But like the biblical Goliath, whose size and strength appeared to the Israelites as great advantages, they are also the roots of Pharma’s disadvantages.  All of these derive their value as inward and relatively insular forces.  Institutional memory in particular can serve to either unlock better paths to innovation or to stifle those that want to explore new ways of doing things.  Lipinski’s Rules, hERG liabilities, and other candidate guidelines derived from legacy “survivor bias”-style analyses are case examples of this tension – unfortunately the stifling aspects rather than the unlocking ones often triumph in big firms.

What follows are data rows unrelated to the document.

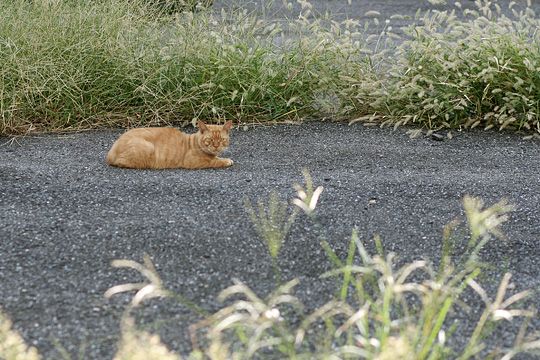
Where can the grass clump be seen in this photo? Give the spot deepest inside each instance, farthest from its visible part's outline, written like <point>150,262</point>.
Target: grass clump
<point>73,65</point>
<point>466,68</point>
<point>382,311</point>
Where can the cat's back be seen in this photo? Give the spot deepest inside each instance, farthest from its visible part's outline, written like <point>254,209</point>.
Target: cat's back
<point>155,135</point>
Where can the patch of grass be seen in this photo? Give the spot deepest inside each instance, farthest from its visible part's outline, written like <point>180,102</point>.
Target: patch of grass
<point>466,68</point>
<point>71,65</point>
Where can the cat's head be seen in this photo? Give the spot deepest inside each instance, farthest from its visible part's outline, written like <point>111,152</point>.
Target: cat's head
<point>213,139</point>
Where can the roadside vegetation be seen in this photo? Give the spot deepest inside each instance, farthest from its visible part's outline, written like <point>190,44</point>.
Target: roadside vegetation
<point>70,65</point>
<point>382,308</point>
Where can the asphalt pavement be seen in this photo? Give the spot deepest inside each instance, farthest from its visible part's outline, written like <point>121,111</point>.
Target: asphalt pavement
<point>65,215</point>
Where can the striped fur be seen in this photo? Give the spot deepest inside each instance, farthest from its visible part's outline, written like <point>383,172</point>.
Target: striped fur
<point>166,148</point>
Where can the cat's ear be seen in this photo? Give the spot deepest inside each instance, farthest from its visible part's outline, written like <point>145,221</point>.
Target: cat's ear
<point>228,125</point>
<point>202,126</point>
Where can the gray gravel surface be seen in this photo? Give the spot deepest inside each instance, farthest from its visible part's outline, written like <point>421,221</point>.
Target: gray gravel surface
<point>64,215</point>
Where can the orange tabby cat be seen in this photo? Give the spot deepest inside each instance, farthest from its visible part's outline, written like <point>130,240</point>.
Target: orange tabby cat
<point>162,148</point>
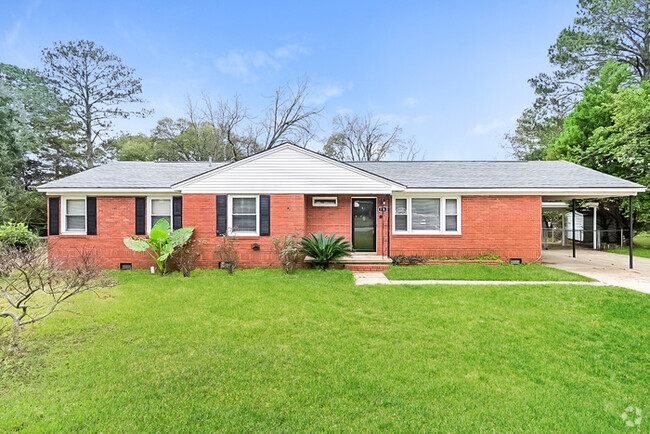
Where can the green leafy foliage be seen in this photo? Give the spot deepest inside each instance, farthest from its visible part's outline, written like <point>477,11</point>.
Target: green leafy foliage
<point>161,242</point>
<point>325,248</point>
<point>609,131</point>
<point>17,235</point>
<point>288,249</point>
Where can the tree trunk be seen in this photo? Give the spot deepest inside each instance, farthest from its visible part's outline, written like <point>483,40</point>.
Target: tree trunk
<point>13,341</point>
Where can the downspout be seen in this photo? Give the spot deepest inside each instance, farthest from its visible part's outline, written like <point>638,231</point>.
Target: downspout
<point>390,214</point>
<point>631,232</point>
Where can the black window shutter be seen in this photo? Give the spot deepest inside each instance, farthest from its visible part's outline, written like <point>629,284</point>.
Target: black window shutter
<point>222,214</point>
<point>177,211</point>
<point>140,215</point>
<point>54,215</point>
<point>91,216</point>
<point>265,215</point>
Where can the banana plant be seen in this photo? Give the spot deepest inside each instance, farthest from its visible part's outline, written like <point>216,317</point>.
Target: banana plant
<point>161,242</point>
<point>324,248</point>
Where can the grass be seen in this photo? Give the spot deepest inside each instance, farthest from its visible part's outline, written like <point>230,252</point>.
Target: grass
<point>312,352</point>
<point>469,271</point>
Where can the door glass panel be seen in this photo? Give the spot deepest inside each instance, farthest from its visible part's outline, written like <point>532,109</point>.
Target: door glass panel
<point>363,225</point>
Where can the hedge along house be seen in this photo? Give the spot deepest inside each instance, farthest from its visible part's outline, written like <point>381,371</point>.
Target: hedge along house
<point>425,208</point>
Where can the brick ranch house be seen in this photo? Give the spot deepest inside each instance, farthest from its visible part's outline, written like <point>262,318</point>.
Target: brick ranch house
<point>425,208</point>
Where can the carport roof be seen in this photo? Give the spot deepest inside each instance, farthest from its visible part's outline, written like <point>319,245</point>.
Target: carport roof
<point>493,174</point>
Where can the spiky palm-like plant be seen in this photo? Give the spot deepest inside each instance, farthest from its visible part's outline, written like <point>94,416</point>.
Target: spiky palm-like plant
<point>325,248</point>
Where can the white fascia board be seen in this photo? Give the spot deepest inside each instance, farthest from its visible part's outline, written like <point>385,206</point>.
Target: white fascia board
<point>106,191</point>
<point>554,192</point>
<point>392,184</point>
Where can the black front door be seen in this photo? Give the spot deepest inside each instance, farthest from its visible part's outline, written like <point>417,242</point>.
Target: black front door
<point>363,225</point>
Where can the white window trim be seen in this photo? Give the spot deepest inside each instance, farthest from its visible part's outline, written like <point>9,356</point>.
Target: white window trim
<point>64,215</point>
<point>443,213</point>
<point>231,230</point>
<point>315,198</point>
<point>149,208</point>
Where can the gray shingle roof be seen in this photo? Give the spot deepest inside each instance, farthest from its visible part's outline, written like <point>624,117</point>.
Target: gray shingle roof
<point>133,174</point>
<point>493,174</point>
<point>413,174</point>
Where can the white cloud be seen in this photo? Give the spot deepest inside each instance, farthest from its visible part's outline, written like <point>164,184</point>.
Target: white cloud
<point>482,129</point>
<point>322,94</point>
<point>289,51</point>
<point>246,65</point>
<point>410,101</point>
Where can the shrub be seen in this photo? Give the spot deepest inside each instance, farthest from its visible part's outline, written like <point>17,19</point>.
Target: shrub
<point>227,254</point>
<point>161,242</point>
<point>324,248</point>
<point>288,249</point>
<point>184,257</point>
<point>407,260</point>
<point>17,235</point>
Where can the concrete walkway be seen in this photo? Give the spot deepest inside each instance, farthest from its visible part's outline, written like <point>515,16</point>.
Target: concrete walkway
<point>608,268</point>
<point>378,278</point>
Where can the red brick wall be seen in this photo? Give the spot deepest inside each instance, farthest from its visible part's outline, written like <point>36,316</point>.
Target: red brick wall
<point>287,216</point>
<point>115,220</point>
<point>509,226</point>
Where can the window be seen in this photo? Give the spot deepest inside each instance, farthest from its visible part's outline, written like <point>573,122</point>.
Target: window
<point>75,216</point>
<point>243,215</point>
<point>451,215</point>
<point>324,201</point>
<point>161,208</point>
<point>401,216</point>
<point>426,215</point>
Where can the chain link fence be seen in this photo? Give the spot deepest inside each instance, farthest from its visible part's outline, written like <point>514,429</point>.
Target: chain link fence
<point>601,239</point>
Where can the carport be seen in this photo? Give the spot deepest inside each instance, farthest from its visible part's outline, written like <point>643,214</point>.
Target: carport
<point>567,200</point>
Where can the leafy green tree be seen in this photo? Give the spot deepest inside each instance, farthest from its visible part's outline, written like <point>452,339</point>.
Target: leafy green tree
<point>602,30</point>
<point>606,132</point>
<point>98,87</point>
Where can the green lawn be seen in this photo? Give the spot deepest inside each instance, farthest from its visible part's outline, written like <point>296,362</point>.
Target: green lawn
<point>469,271</point>
<point>311,352</point>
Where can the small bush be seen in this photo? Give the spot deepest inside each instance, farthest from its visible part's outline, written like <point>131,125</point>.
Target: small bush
<point>324,248</point>
<point>184,258</point>
<point>288,249</point>
<point>227,254</point>
<point>18,236</point>
<point>407,260</point>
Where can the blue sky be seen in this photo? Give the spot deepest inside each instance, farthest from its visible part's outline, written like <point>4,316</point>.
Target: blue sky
<point>453,74</point>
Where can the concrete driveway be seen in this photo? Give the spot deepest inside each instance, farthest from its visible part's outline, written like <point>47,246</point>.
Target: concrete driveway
<point>609,268</point>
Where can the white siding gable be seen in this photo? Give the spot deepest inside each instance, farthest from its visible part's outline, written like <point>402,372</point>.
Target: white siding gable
<point>288,169</point>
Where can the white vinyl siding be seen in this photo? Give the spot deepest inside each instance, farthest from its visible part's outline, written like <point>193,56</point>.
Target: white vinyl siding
<point>288,170</point>
<point>426,215</point>
<point>243,215</point>
<point>74,211</point>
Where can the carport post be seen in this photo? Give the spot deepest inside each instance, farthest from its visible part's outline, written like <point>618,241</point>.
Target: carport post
<point>573,225</point>
<point>631,232</point>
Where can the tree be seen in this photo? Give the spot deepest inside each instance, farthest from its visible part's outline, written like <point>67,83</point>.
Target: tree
<point>54,153</point>
<point>97,86</point>
<point>602,30</point>
<point>289,119</point>
<point>365,138</point>
<point>607,131</point>
<point>33,287</point>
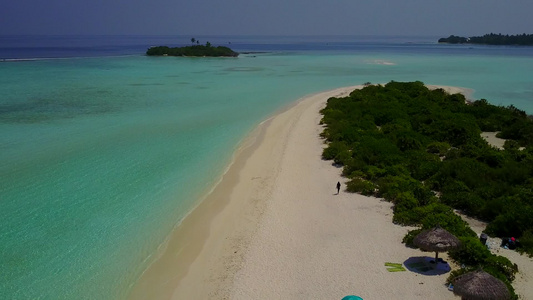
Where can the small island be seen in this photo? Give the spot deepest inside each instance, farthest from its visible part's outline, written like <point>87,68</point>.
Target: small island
<point>192,51</point>
<point>491,39</point>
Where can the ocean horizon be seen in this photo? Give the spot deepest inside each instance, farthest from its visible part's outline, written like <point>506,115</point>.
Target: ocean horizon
<point>106,150</point>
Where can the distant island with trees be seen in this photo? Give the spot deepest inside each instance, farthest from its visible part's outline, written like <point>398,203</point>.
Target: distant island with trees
<point>491,39</point>
<point>195,50</point>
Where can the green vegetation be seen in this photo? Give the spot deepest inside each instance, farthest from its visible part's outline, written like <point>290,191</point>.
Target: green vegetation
<point>194,50</point>
<point>491,39</point>
<point>421,149</point>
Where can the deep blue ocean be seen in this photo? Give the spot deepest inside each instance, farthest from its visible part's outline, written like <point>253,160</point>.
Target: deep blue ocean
<point>104,150</point>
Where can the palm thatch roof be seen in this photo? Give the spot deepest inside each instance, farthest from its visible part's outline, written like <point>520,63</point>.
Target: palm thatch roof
<point>480,285</point>
<point>436,239</point>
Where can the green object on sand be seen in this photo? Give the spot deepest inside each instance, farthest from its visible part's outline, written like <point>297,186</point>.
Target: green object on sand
<point>394,267</point>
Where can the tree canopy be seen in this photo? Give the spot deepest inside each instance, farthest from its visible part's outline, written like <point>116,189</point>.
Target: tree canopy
<point>194,50</point>
<point>491,39</point>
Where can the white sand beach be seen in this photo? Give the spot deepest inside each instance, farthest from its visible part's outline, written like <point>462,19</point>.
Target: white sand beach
<point>274,228</point>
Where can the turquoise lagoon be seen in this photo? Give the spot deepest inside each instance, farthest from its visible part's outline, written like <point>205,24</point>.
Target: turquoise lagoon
<point>102,156</point>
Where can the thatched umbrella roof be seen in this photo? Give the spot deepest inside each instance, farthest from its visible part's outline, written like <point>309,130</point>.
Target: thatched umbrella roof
<point>437,240</point>
<point>480,285</point>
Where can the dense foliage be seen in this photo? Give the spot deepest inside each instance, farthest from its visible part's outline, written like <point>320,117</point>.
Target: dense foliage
<point>491,39</point>
<point>195,50</point>
<point>422,150</point>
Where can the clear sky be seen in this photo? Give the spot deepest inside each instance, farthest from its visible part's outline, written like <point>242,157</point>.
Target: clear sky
<point>267,17</point>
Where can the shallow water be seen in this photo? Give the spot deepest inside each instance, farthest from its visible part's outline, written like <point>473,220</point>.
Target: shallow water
<point>102,156</point>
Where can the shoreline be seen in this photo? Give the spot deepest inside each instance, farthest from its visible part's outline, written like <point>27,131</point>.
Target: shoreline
<point>196,242</point>
<point>273,228</point>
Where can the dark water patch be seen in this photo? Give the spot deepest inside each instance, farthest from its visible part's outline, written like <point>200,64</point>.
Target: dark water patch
<point>48,108</point>
<point>244,69</point>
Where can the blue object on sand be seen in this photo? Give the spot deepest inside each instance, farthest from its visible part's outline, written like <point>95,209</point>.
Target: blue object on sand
<point>352,297</point>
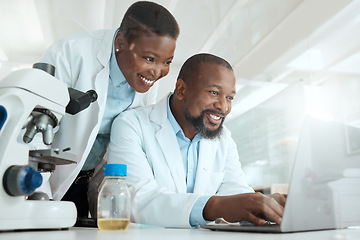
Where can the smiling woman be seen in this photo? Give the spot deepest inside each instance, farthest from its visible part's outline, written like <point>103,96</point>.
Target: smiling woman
<point>144,60</point>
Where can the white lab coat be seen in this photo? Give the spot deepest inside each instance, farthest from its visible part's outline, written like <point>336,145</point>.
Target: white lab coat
<point>145,141</point>
<point>82,62</point>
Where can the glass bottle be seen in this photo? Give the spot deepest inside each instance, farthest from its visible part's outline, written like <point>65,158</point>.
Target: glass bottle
<point>113,210</point>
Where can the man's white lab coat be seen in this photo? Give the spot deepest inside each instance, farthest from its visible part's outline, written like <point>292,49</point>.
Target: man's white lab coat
<point>82,62</point>
<point>145,141</point>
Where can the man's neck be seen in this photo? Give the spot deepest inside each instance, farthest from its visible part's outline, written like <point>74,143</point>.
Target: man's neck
<point>176,110</point>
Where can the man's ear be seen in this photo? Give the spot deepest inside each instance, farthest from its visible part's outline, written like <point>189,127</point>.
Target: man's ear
<point>180,89</point>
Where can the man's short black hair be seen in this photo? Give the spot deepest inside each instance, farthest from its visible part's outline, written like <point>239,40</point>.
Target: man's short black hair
<point>192,64</point>
<point>148,17</point>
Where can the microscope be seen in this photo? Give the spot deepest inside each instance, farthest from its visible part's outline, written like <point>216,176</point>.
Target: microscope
<point>33,101</point>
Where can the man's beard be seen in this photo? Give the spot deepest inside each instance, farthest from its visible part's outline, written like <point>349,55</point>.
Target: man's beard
<point>199,126</point>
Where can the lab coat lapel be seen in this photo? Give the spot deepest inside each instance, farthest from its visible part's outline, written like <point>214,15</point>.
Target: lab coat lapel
<point>207,152</point>
<point>169,145</point>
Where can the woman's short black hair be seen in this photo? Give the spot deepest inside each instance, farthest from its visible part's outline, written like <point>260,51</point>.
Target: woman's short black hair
<point>192,64</point>
<point>148,17</point>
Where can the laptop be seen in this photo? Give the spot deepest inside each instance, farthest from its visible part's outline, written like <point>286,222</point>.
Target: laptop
<point>324,190</point>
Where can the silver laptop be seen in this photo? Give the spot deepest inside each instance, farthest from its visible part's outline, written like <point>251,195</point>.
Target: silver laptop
<point>324,191</point>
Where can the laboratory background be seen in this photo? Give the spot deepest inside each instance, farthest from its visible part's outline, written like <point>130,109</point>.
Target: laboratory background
<point>291,58</point>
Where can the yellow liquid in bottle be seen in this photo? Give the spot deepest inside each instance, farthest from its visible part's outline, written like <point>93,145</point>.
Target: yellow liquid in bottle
<point>113,224</point>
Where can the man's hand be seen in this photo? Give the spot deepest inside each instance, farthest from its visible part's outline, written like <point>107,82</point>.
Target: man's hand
<point>252,207</point>
<point>280,198</point>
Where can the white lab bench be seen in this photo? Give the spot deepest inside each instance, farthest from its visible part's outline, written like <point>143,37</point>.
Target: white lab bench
<point>137,232</point>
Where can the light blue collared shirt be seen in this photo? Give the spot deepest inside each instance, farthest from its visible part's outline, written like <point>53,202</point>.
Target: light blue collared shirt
<point>120,95</point>
<point>190,155</point>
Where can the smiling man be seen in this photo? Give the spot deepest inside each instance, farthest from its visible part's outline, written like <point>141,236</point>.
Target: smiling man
<point>183,166</point>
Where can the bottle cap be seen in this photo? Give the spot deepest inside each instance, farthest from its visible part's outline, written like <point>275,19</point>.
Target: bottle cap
<point>114,170</point>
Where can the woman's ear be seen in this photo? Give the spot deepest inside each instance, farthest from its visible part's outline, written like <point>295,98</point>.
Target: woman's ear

Further, these impressive corporate R&D “advantages” are of course the product of Big Pharma’s path-dependency: single blockbuster successes discovered in the ‘60s-70s led to early mergers in the ‘80-90s, and bigger mega-mergers in the late 90s-00s, to form the organizations of today.  Bigger and bigger R&D budgets buying up more and more “things” in the quest for improved productivity. In a sense, the growth drivers underlying these mergers acted like the excessive hGH coming from Goliath’s pituitary – the scale and constant growth pressure was a product of a disease, not a design.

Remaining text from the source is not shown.